The best performance for damage detection by real-world EMI data was given by the combination of the developed data preprocessing with a One-Class SVM anomaly detection model. Misclassifications were only given for radial debonding sizes below 2.5 mm, i.e., debondings smaller than the honeycomb core’s cell size. The best performance for damage size estimation by real-world EMI data (1.7 mm MSE and 0.01 mm standard deviation) was given by the combination of the developed data preprocessing with a KNN regression model, which clearly outperformed a previous method used as a benchmark. Both the damage detection and the size estimation models were cross-validated, and showed high consistency in their results. Furthermore, the physics-based two-step approach demonstrated robustness against unknown artificial disturbances that were applied during real-world data acquisition. Data preprocessing was identified as the key factor in the performance of the proposed two-step evaluation approach, which—after comprehensive data exploration—found the consideration of a frequency range between 1.3 kHz and 24 kHz to be sufficient. This strongly reduced the ML model complexity, and allowed for a less discretized FE model, leading to a significant reduction in the simulation costs of the synthetic data.

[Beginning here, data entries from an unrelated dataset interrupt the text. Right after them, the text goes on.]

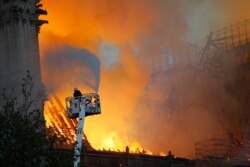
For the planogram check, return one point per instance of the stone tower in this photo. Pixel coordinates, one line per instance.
(19, 50)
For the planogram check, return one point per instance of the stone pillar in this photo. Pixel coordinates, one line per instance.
(19, 50)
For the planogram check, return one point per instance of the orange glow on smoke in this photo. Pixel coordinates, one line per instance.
(80, 27)
(89, 23)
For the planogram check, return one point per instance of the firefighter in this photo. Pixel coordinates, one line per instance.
(77, 93)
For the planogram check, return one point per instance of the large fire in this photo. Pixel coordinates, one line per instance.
(127, 38)
(56, 118)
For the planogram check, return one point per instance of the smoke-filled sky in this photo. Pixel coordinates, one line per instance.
(120, 42)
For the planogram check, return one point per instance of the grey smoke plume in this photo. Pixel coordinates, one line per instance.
(69, 66)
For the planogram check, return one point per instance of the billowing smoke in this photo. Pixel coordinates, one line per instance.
(67, 66)
(161, 111)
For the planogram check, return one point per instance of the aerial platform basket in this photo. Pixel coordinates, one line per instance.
(91, 101)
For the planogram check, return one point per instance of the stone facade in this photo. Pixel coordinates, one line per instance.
(19, 50)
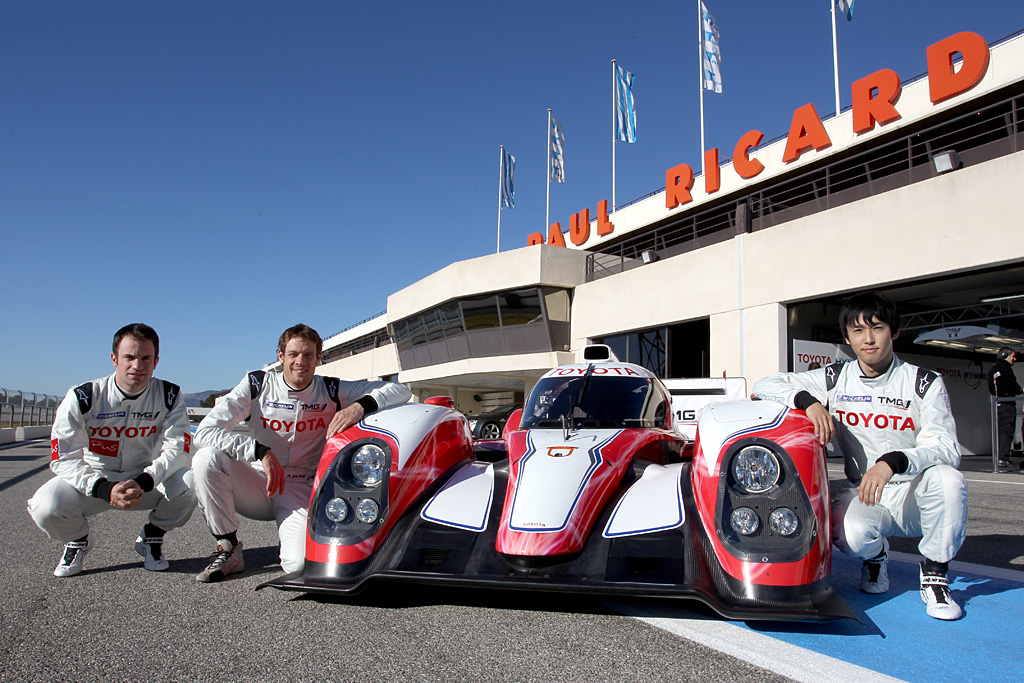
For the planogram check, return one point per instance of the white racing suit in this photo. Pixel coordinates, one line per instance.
(292, 424)
(100, 435)
(904, 410)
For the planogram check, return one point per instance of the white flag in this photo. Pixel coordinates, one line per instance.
(846, 6)
(626, 115)
(711, 51)
(557, 171)
(507, 171)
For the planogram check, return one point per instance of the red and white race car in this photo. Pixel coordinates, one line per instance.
(592, 489)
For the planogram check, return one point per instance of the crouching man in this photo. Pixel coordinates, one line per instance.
(267, 474)
(896, 430)
(118, 442)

However, the application of synthetic data-based features to the evaluation of real-world EMI measurement data still requires calibration to baseline measurements, to overcome the strong simplifications of the used FE model—a drawback that shall be addressed in future research. Future research must also investigate the proposed approach’s applicability to other important materials (e.g., composites) and their peculiar damage types, and damage evaluation with distant sensors. In addition, damage assessment with more remote sensors, and the extension of the approach to data fusion of a sensor network, need to be addressed.
The present work is also intended to promote future research in the field, by providing the complete EMI spectra data and the full code for data exploration, data preprocessing, and data evaluation (access see: Data Availability Statement).